I’ve been thinking so much lately about becoming a teacher. Which should be expected, as it’s only, what, two months away? In June I’ll head over to Houston for a month of intensive training at Teach for America institute. It feels so close. Now I know there are an awful lot of milestones marking the path to Houston and eventually the Rio Grande Valley: finals, senior week, finishing off the st louis bucket list with the crew, road trip to Texas with the Grumpy Old Man. That’s an awful lot to do in a month and a half. And yet it all seems to fade away in my head when I think of THE FUTURE (in ALL CAPS of course).

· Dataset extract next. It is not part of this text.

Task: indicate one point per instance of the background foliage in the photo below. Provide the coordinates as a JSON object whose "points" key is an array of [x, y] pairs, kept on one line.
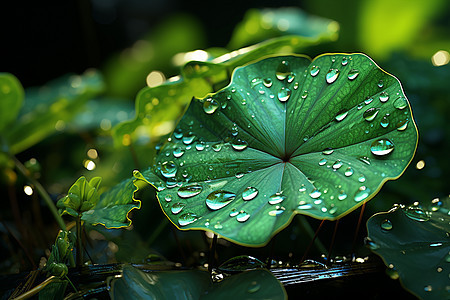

I’m alternately scared and excited. Excited every time I think about how much I love working with high school students. Scared at every defeated blog post I read. Excited when they’re followed by a post full of excitement and drive. Mornings at the Museum, excited. Long discussions with GOM over a long-distance relationship, scared. TFA pre-reading, excited. TFA pre-reading, scared. Moving back to Texas, excited. Leaving St. Louis, scared. Should I keep going? I think I’ll spare my 1-4 readers the joy of a continuing list.
Right now, I’m just trying to let the excitement rule. I know that, realistically, teaching is going to be hard. Very hard. Hard being the biggest understatement of the year. But if I’m not excited now, I won’t have any joy to carry me through when it gets hard. The way I see it, I’m investing for the future! I’m also trying to follow the cliché and live in the moment. Good friends, good school, good boyfriend. Life is… what’s the word? good.